Léo : C’est la tradition. Traditionnellement c’est ainsi qu’on fait le vin.


Paulina : Ça me dégoutte.


Léo : C’est une attitude typique, bien sûr. C’est la faute de l’architecte. Les gens sont pauvres. C’est la faute de l’architecte. L’endroit est un taudis, c’est la faute de l’architecte. Ils y fourrent plein de porcs puis se plaignent que c’est devenu une porcherie.


Paulina : Probablement qu’ils urinent dedans, ceux qui piétinent, pour se venger.


Léo : Quoi ?


Paulina : Pour se venger. Probablement qu’ils rient quand ça leur coule le long des jambes.


Léo : Je ne crois pas.


Paulina : Tu ne sais pas ce qui se passe dans la tête des gens.


Léo : C’est un bon vin.


Paulina : Toutes sortes de pensées.


Léo : Je croyais que tu aimais le bordeaux.


Paulina : Ferme ta bouche, Léo, tu recommences.


Léo : Je n’ai jamais compris l’utilité des bonnes manières, tu sais. La fourchette de ce côté-ci, la fourchette de ce côté-là. Ce n’est qu’une histoire de classe. Il n’y a aucune beauté dans tout ça. Aucune vérité. Dans certains pays, tu sais, si tu apprécies le repas, il est considéré comme poli de roter. Quand j’étais en Arabie . . .


Paulina : Si tu veux roter, va dans le jardin.


Léo : Je ne veux pas roter. Je dis seulement que . . .

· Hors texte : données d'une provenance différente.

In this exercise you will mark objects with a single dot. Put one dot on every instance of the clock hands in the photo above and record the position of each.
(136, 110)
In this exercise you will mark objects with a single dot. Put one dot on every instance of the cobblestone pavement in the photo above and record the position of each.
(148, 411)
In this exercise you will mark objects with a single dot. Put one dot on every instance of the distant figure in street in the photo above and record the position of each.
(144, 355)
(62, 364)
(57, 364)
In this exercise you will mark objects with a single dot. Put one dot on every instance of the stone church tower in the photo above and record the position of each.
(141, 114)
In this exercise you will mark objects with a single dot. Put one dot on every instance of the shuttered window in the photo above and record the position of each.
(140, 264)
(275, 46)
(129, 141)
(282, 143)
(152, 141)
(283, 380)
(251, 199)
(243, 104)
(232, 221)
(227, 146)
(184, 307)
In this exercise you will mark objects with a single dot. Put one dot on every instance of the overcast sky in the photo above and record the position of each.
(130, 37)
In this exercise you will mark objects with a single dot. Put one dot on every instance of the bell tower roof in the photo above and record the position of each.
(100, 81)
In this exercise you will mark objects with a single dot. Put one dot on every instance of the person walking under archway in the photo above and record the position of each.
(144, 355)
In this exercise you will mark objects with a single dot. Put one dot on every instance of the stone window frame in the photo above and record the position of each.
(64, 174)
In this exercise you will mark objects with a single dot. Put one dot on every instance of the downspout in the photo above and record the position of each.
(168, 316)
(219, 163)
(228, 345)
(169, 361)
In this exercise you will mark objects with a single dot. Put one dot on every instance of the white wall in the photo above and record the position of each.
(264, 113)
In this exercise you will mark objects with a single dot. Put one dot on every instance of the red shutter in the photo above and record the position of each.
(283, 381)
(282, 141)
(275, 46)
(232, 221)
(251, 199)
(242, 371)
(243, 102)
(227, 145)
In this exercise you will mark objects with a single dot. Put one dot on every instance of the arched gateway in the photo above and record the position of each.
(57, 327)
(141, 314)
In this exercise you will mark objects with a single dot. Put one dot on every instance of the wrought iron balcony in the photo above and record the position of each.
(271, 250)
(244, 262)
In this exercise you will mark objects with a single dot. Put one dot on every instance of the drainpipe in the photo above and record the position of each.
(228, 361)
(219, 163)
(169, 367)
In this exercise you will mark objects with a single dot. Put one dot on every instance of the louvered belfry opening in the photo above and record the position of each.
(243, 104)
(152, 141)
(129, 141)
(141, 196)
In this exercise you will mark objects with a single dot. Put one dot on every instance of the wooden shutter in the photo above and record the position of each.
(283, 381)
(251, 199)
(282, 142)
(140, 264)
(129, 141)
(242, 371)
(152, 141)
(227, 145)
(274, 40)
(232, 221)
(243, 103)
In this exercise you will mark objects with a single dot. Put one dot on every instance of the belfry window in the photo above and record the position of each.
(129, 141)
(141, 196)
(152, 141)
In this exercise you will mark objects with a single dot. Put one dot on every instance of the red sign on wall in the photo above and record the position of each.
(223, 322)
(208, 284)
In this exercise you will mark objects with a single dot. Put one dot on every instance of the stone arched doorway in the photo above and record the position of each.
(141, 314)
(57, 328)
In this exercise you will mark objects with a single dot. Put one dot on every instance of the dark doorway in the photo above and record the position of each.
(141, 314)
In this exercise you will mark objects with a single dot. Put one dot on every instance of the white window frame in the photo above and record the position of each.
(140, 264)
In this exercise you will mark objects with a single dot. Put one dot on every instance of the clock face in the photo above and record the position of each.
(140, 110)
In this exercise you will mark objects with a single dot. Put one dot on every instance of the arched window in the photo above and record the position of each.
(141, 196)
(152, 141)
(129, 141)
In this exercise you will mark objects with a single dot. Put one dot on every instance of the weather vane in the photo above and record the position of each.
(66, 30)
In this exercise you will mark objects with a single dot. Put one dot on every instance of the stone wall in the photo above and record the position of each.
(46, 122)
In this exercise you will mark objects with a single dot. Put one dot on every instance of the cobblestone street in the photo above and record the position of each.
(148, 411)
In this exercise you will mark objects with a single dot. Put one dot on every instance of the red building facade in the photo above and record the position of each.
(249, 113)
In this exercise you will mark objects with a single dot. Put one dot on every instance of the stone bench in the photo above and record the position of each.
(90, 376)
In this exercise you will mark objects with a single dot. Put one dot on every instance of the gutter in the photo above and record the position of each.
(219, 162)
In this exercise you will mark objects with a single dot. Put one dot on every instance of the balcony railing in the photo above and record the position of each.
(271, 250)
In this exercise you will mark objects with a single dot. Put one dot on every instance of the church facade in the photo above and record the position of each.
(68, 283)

Paulina : Va faire tes bruits là-bas.


Léo : Je discute. Les bonnes manières ne sont pas . . .


Paulina : Excuse-moi.


Paulina se lève et s’en va.


Léo : Paulina ! Paulina.


. . . Il se sert un autre verre de vin. Allume une cigarette.




ACTE I – scène 14


Joe : Je suis camionneur. J’ai l’habitude de me tenir compagnie.
Je ne dirais pas que j’aime ça, mais je le tolère.
Je suis comme un vieux couple marié. Je me tolère.


Dorothy : Il faisait chaud. Tu avais mis le chauffage. Je n’arrivais pas à garder les yeux ouverts. C’est toujours dans les camions que je dors le mieux.


Joe : Tu as rêvé ?


Dorothy : Pas de rêves.


Joe : Tu avais l’air paisible. Sympa.


Dorothy : Je suis désolée d’avoir dormi. Ce n’était pas ce que tu voulais.


Joe : J’ai apprécié ta présence. Ça suffisait comme compagnie. En fait, c’est sympa d’avoir une fille à côté de toi quand tu conduis. Est-ce que tes parents savent où tu vas ? Quand tu fais ces excursions ?


Dorothy : Ils ne me le demandent jamais.


Joe : Avec un petit copain.


Dorothy : Probablement.


Joe : Ils ne veulent pas le rencontrer ? Discuter avec lui ?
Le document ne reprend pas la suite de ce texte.